Final answer:
In pediatrics, for non-irritating or non-vesicant infusions, additional veins such as the cephalic, basilic, median cubital, axillary, brachial, ulnar, median antebrachial, inferior epigastric veins, as well as palmar arches and digital veins, can be utilized. Larger veins in the lower body, like the femoral and popliteal veins, are also options but require specialized skills to access.
Step-by-step explanation:
In pediatric healthcare, when administering non-irritating or non-vesicant infusions, it is essential to select appropriate veins to minimize the risk of complications. Besides the commonly used peripheral veins in the hands and forearms, additional venous sites can be utilized. These include the cephalic vein, which runs along the radial side of the arm and can be accessed in the forearm or antecubital fossa.
The basilic vein and the median cubital vein are also choices, with the latter often serving as a connection between the cephalic and basilic veins. The axillary vein, which is found in the armpit area, and the brachial veins, which are deeper in the arm, may be used but require more expertise in pediatric patients.
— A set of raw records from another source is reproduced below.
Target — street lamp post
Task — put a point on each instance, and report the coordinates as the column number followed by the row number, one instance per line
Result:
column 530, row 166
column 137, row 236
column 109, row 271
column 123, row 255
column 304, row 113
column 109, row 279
Other veins such as the ulnar vein, median antebrachial vein, inferior epigastric vein, deep palmar arch, and superficial palmar arch, as well as the palmar digital veins, offer additional sites for infusion but are less commonly used due to their size or depth.
For more significant veins in the lower body, the deep femoral vein, great saphenous vein, femoral vein, accessory saphenous vein, superior genicular veins, popliteal vein, and inferior genicular veins might be considered in specific clinical scenarios or in an emergency situation. However, accessing these veins should be performed by healthcare professionals specialized in pediatric vascular access.